Farrow also touts the benefits of operating in the jurisdiction of Nunavut. “It’s a very mature way of looking at projects,” she said of the Nunavut Land Claims Agreement (NLCA). “We know exactly who owns what land, what is Inuit-owned land, what is Crown land, and it’s very clear who you’re dealing with. That makes it considerably less complicated than most parts of the country.”

Within Nunavut, TMAC deals with the Kitikmeot Inuit Association (KIA), which under the NLCA is tasked with overseeing economic development in the region. KIA has both a 1 per cent NSR and 1.4 per cent of the outstanding shares of TMAC, which MacGibbon said allows both parties to be aligned from both a production and corporate point of view.

The reopening of the mine is good news for the Kitikmeot region, which was hit hard when Newmont pulled out in 2012, leaving northern companies at a loss for contracts.

TMAC has a program aimed at training Inuit workers, and makes a point of hiring Inuit-owned companies to provide services on site.
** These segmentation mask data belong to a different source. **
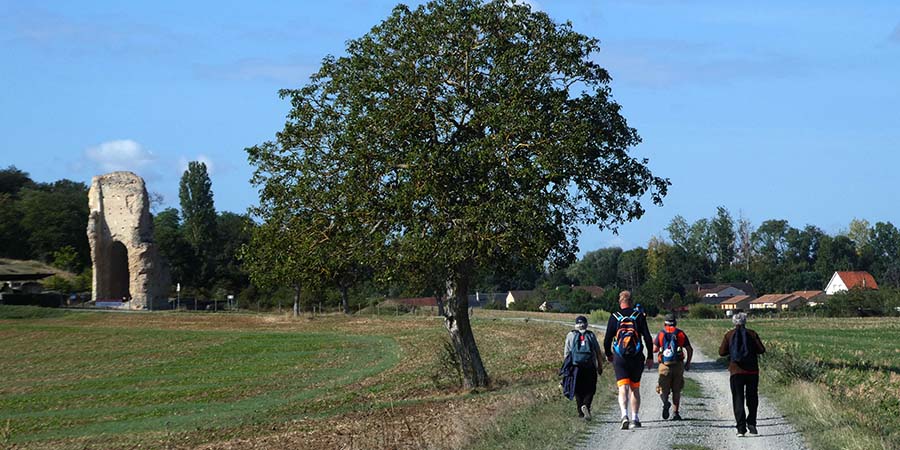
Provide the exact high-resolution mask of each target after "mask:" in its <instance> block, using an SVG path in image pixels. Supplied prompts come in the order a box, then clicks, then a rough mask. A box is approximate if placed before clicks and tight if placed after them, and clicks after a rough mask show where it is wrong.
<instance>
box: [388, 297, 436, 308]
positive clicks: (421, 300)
mask: <svg viewBox="0 0 900 450" xmlns="http://www.w3.org/2000/svg"><path fill="white" fill-rule="evenodd" d="M393 300H394V301H395V302H397V303H403V304H404V305H409V306H437V298H436V297H418V298H395V299H393Z"/></svg>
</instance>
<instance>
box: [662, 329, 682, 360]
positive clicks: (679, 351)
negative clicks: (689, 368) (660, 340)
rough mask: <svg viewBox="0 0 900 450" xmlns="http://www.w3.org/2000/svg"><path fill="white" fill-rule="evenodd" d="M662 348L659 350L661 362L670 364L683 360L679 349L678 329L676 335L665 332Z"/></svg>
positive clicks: (662, 342) (674, 333) (675, 334)
mask: <svg viewBox="0 0 900 450" xmlns="http://www.w3.org/2000/svg"><path fill="white" fill-rule="evenodd" d="M663 334H664V335H663V339H662V346H661V347H660V349H659V357H660V361H662V362H664V363H670V362H675V361H680V360H681V349H680V348H678V329H677V328H676V329H675V332H674V333H668V332H663Z"/></svg>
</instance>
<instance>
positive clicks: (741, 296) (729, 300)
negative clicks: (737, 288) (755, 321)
mask: <svg viewBox="0 0 900 450" xmlns="http://www.w3.org/2000/svg"><path fill="white" fill-rule="evenodd" d="M750 299H752V297H750V296H749V295H735V296H734V297H730V298H727V299H725V300H722V303H720V304H722V305H736V304H738V303H740V302H743V301H746V300H750Z"/></svg>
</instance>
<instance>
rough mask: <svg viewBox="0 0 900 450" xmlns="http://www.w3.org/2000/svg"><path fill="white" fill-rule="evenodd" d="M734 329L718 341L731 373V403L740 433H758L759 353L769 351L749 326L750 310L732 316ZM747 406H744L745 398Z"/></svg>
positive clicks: (731, 330) (738, 431) (719, 352)
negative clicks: (756, 424)
mask: <svg viewBox="0 0 900 450" xmlns="http://www.w3.org/2000/svg"><path fill="white" fill-rule="evenodd" d="M731 322H732V323H733V324H734V329H732V330H729V331H728V332H727V333H725V337H724V338H723V339H722V344H721V345H719V356H728V357H729V360H730V361H729V363H728V371H729V372H730V373H731V403H732V406H733V407H734V420H735V422H736V424H735V425H736V427H737V435H738V436H739V437H743V436H744V435H745V434H746V433H747V432H748V431H749V432H750V434H757V433H758V432H757V430H756V408H757V406H758V405H759V358H758V356H759V355H762V354H763V353H765V352H766V347H765V346H763V343H762V341H761V340H760V339H759V335H758V334H756V332H755V331H753V330H751V329H748V328H747V327H746V324H747V314H745V313H742V312H741V313H737V314H735V315H734V316H732V318H731ZM745 401H746V403H747V409H746V410H745V409H744V402H745Z"/></svg>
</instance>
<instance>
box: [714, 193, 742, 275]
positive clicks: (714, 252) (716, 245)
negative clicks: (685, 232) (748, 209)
mask: <svg viewBox="0 0 900 450" xmlns="http://www.w3.org/2000/svg"><path fill="white" fill-rule="evenodd" d="M710 233H711V234H712V245H713V253H715V255H716V263H715V266H716V270H715V271H716V272H717V273H720V272H723V271H726V270H728V269H730V268H731V264H732V263H733V262H734V257H735V253H736V252H737V235H736V234H735V232H734V219H732V218H731V213H729V212H728V210H727V209H725V207H724V206H719V207H718V208H716V217H715V218H713V219H712V222H710Z"/></svg>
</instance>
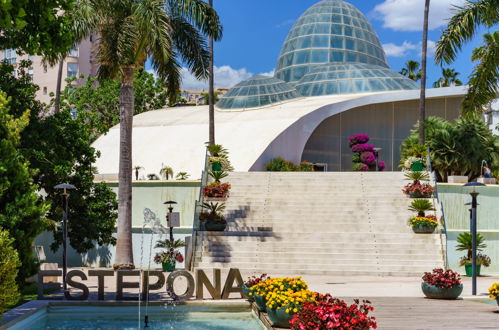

These include Summit Air Kitikmeot, for transportation of mining crews; the Kitikmeot-based drilling company Geotech Ekutak, which has a training program for drillers; KCMD, the Kitikmeot arm of Cementation, which began training underground miners during Newmont’s ownership; and the Inuit-owned Nuna Logistics, which was contracted to maintain the site after Newmont put operations on hold, and which has continued to work with TMAC on reopening the Doris camp and other infrastructure projects.

“Huge numbers of the population in Northern communities are under the age of 15. These people will need jobs, and jobs that train them with transferable skills,” said Farrow. “Certainly entry level jobs are important, but ultimately we want to see young people taking on skilled trades and becoming geologists and engineers and doctors, and staying in the communities.” To this end, TMAC has been hiring summer students who have gone to attend colleges in southern Canada. “They’re the future, hopefully, of mine management,” said Farrow.